2009 Hope is a Vaccine Award Ceremony

The GAIA Vaccine Foundation “Hope is a Vaccine Award 2009″ will go to two visionary architects of global TB/AIDS Foundations, for their ability to identify public-private partnerships as one means of solving some of the worlds’ greatest health problems – access to AIDS care -and developing new TB vaccines.

Chief awardees: Global AIDS care visionary Ira Magaziner and Global TB vaccine visionary Carol Nacy

Hope is a Vaccine Award – HIV/AIDS Care Visionary and Architect – Ira Magaziner

More than 90% of the 33.2 million people living with HIV/AIDS in the world live in developing countries, where access to treatment is limited. For HIV-infected individuals, access to health care is life saving, whether in the U.S. or in the developing world, and there is no one who has worked harder at improving access to health care than Ira Magaziner, former advisor to the Clinton administration and chief architect of the Clinton HIV AIDS Initiative (CHAI). CHAI is working to close the access to care gap in developing world countries by negotiating lower prices for lifesaving antiretroviral treatment, and by working with governments to improve the national health care systems required to deliver crucial medicines. Ira Magaziner makes his home in Rhode Island when he is not travelling for the Clinton Foundation.

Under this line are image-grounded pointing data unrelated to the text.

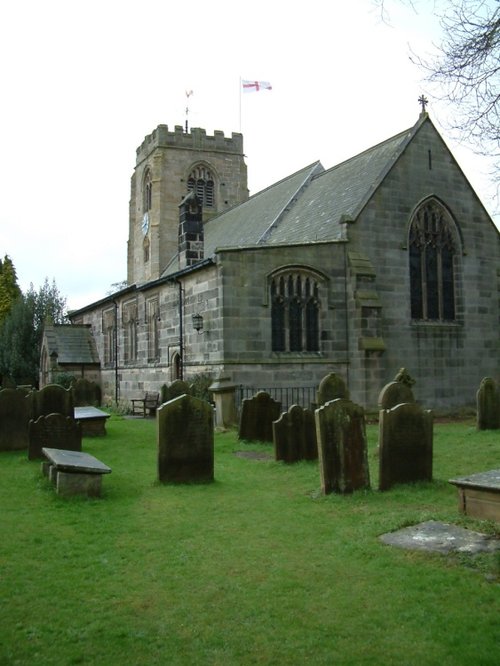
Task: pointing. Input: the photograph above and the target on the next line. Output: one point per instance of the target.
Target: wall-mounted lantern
(198, 322)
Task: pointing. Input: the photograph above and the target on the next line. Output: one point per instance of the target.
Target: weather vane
(423, 101)
(188, 95)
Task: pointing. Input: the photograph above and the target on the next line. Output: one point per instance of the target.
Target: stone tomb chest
(74, 472)
(479, 495)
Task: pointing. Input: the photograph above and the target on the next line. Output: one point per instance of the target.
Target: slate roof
(72, 343)
(309, 205)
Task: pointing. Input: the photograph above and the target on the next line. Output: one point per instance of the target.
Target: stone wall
(447, 360)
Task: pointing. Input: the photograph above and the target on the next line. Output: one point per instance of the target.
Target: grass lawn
(255, 568)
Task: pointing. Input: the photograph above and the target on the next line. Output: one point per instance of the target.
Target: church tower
(169, 166)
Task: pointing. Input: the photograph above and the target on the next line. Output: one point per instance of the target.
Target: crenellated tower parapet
(169, 165)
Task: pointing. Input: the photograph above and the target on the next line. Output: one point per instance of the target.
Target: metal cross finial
(423, 101)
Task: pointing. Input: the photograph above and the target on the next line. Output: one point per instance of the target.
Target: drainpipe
(117, 389)
(181, 331)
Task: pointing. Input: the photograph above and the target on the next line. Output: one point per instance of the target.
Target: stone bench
(479, 495)
(74, 472)
(93, 420)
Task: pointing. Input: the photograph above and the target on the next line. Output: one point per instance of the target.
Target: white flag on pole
(255, 86)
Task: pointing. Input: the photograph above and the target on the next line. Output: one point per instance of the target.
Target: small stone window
(153, 328)
(147, 192)
(129, 321)
(202, 183)
(109, 334)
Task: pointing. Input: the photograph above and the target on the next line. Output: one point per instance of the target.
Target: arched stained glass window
(295, 311)
(432, 250)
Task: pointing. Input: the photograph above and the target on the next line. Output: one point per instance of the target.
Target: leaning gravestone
(257, 416)
(294, 435)
(488, 405)
(330, 388)
(342, 447)
(185, 441)
(405, 445)
(15, 414)
(86, 393)
(396, 392)
(54, 431)
(52, 399)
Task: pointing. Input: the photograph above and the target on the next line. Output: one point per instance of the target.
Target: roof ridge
(293, 198)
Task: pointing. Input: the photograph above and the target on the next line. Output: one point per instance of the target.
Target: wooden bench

GAIA Vaccine Foundation is also celebrating the work of Rhode Islanders Ed Wood and Anne Sliney of the Clinton HIV/AIDS Initiative on World AIDS Day 2009.

Ed Wood is yet another Rhode Islander who works tirelessly for Clinton HIV AIDS Initiative. Ed represents CHAI in Africa and Asia, helping launch pediatric and rural programs, and helping expand its scope of work beyond ARVs to increase access by supporting governments initiatives to deliver HIV/AIDS services to underserved populations, increasing countries’ human resource capacity to deliver care and treatment, and preventing the transmission of the disease from mothers to their children.

Rhode Islander Anne Sliney also works with the Clinton HIV/AIDS Initiative, helping nurses and health officials in resource-poor countries fight human immunodeficiency virus infection and acquired immunodeficiency syndrome.  Her experience as a front-line adherence monitor in Providence enables her to provide guidance and mentoring to nurses in countries hard hit by AIDS and nursing shortages.

Hope is a Vaccine Award – Sequella/Aeras Global TB Foundation Visionary and Architect – Carol Nacy


Carol Nacy founded the Sequella Global Tuberculosis Foundation, now known as the Aeras Global TB Vaccine Foundation in 1997. She was inspired by reports that no new drugs or vaccines had been discovered in more than 30 years for the number one infectious disease killer (Tuberculosis) and won an initial round of Gates Foundation support for the initiative in 1999. Although no longer working directly with Sequella Foundation, Carol Nacy continues her work on TB, developing drugs at Sequella Inc. in partnership with Leo Einck.